By Tim Stephens
Half of the world’s human population is infected with the stomach bacteria called Helicobacter pylori, yet it causes disease in only about 10 percent of those infected. Other bacteria living in the stomach may be a key factor in whether or not H. pylori causes disease, according to a new study led by scientists at the University of California, Santa Cruz.
“People tend to think of the stomach as a relatively sterile environment, but it’s actually populated with microbes,” said Karen Ottemann, professor and chair of microbiology and environmental toxicology at UC Santa Cruz.

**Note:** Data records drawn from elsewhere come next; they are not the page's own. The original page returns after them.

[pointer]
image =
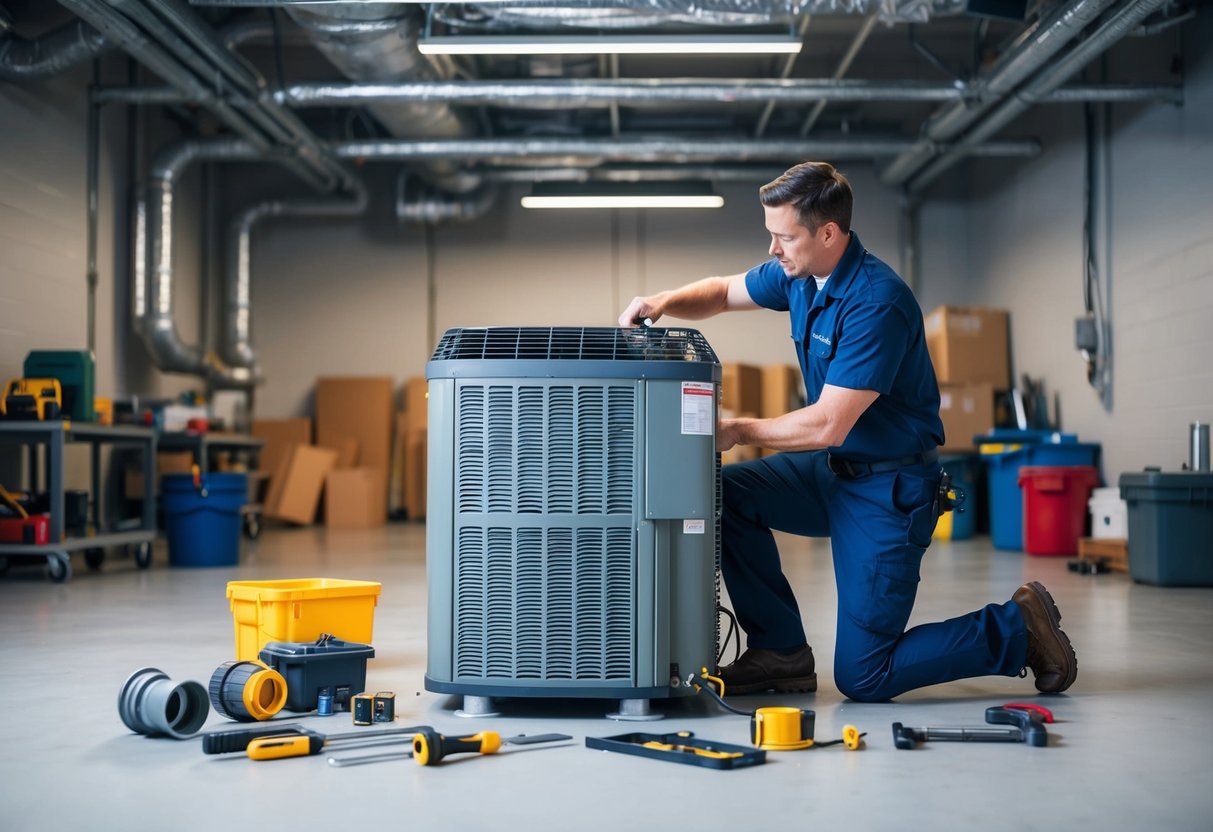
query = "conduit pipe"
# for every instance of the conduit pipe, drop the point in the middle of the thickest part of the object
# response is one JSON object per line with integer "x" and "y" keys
{"x": 660, "y": 149}
{"x": 633, "y": 92}
{"x": 237, "y": 346}
{"x": 432, "y": 210}
{"x": 1120, "y": 23}
{"x": 1035, "y": 50}
{"x": 23, "y": 60}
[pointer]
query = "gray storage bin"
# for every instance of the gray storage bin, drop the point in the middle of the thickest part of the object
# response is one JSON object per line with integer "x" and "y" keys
{"x": 1171, "y": 526}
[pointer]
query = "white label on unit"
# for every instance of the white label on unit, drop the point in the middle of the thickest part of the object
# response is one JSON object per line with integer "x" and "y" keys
{"x": 699, "y": 405}
{"x": 693, "y": 526}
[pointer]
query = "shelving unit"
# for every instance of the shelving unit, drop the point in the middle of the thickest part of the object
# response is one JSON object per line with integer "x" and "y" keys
{"x": 53, "y": 437}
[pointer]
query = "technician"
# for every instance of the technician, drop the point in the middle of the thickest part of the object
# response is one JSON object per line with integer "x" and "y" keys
{"x": 861, "y": 469}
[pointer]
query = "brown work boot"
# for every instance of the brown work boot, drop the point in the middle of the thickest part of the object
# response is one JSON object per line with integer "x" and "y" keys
{"x": 759, "y": 670}
{"x": 1049, "y": 653}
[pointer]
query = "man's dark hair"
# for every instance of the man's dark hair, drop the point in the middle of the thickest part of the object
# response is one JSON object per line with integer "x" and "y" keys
{"x": 816, "y": 191}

Researchers in Ottemann’s lab were studying H. pylori infections in mice when they noticed that mice from two different suppliers had different responses to the infection, even though they were the same mouse strain and therefore genetically identical. Examining the bacteria in the stomachs of the mice (the stomach “microflora”), they found differences between the mice from different suppliers. They then used antibiotics to alter the stomach microflora in mice from a single supplier and again found changes in the response to H. pylori.
“We found that something about the preexisting microflora, before H. pylori comes into the mouse, changes the mouse’s response to the infection,” Ottemann said.
The findings, published in the journal Infection and Immunity, have potential implications for treating human infections. The bacteria in the stomachs of mice and humans are broadly the same–not necessarily at the species level, but the same types of bacteria are present in both, Ottemann said.
H. pylori infections can cause ulcers and stomach cancer, but most infected people don’t develop any disease. Furthermore, there is evidence that H. pylori infection can protect against diseases such as esophageal cancer and asthma. For these reasons, people are only treated for the infection if they develop symptoms. With a better understanding of the effects of the stomach microflora, it might be possible to predict whether someone is likely to develop disease and should be treated for an H. pylori infection.
“It would be nice if we could predict who would get disease,” Ottemann said. “The other possibility is that we might be able to identify some bacteria that could be used as a probiotic to dampen H. pylori disease.”
At this point, it is not clear which bacteria are responsible for changing the response to H. pylori infection in mice. Focusing on mice from one supplier, Ottemann’s team used genetic profiling techniques to identify more than 10,000 different types of bacteria present in mouse stomachs, of which about 2,000 were found in all the mice sampled.
The researchers treated some of the mice with antibiotics, which did not eliminate stomach bacteria but substantially changed the composition of the gut microflora. The altered microflora dampened the inflammatory response to H. pylori infection. When they looked for differences in the stomach microfloras of mice with and without inflammatory disease, the researchers found more than 4,000 differences–either species present in one group and not in the other, or differences in the abundances of certain species.
More work is needed to identify which differences in bacterial composition are responsible for the differences in response to H. pylori, Ottemann said. “The results do point to some potential candidates for a protective effect, such as Clostridium species, some of which are known to influence inflammation in the intestine,” she said.
In addition to Ottemann, the coauthors of the paper include first author Annah Rolig, a graduate student in Ottemann’s lab; undergraduates Cynthia Cech and Ethan Ahler; and J. Elliott Carter, a pathologist at the University of South Alabama College of Medicine. This research was funded by the National Institute of Allergy and Infectious Disease (NIAID) at the National Institutes of Health (grant #AI050000) and the UC Cancer Research Coordinating Committee.